A new analysis shows that the side that spent the most got its way all four times last year with the passage of Proposition 47 and the defeat of Propositions 45, 46 and 48.

That's a 100 percent success rate for big money, far better than just 50 percent in 2012 and 57 percent for those who spent the most in 2010.

While the recipe for success is complex, it doesn't seem to depend on political ideology.

"It's not a liberal versus conservative trend," said Joe Rodota, a GOP strategist whose firm, Forward Observer, compiled the new report and has long tracked initiative spending trends in California.


Case in point: Proposition 47, the successful initiative to make some felony crimes misdemeanors and shift the presumed corrections savings into other programs. Prop. 47 supporters spent $9.7 million, more than 17 times the amount spent by the initiative's opponents.

"That initiative was well funded and progressive," said Rodota.

Prop. 47 may also highlight another trend: the relative bargain for interest groups trying to pass initiatives.

'No' Costs More Than 'Yes'

The report, using data from the past three election cycles, predicts that a winning "Yes" vote on a 2016 proposition will cost $17.2 million, while a successful "No" campaign against an initiative will cost $38.1 million.

The idea that killing an initiative would cost more than double the cost of passing one seems at odds with the fact that it has historically been much easier to get Californians to cast a "No" vote. In fact, almost half of all big-spending "Yes" initiative campaigns since 2010 have failed -- compared with only about one in five failures by campaigns on the "No" side.

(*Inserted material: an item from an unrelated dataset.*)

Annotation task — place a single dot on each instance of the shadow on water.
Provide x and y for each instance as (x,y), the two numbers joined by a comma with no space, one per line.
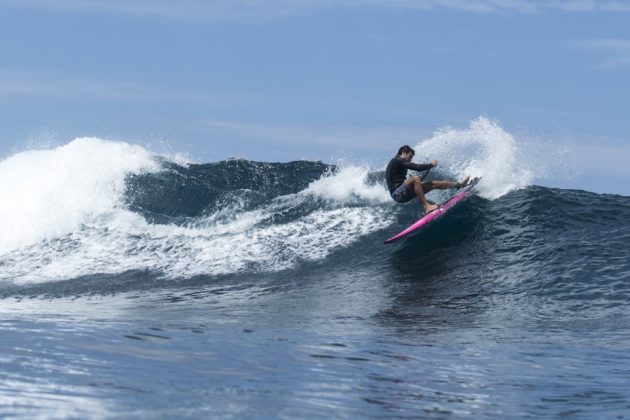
(437,275)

So why would an opposition campaign cost more?

Strategist Rodota says part of the explanation may be that California initiatives now qualifying for the ballot seem better vetted and researched than those in elections of the past.

"They go on the ballot only when they know they can win," he said.

Regardless, the steep cost to kill a proposition could force interest groups to do a reality check in 2016.

Consider the brewing fight over the referendum to ratify or reject a statewide ban on single-use plastic bags. The bag industry spent more than $3 million to qualify the November 2016 referendum against the law, but early polling suggests the bag ban has upward of 60 percent support.

"How much is the plastic bag industry going to spend?" on an opposition campaign, asks Rodota.

More Dollars for Digital in 2014

The new analysis also shows that initiative campaigns are starting to be fought more online ... but that television ads and direct mail continue to rule the day.

The four big 2014 initiatives spent a total of $5.8 million on digital politicking. While that's more than in years past, it's still a tiny fraction (less than 5 percent) of total campaign spending.

But a number of political consultants, including Joe Rodota, believe the trend is moving toward digital campaigning ... especially as the daily rituals of Californians, from where they get their news to where they pay their bills, continue to migrate online.

"Campaigns will start shifting money to where they get the most bang for their buck," he said.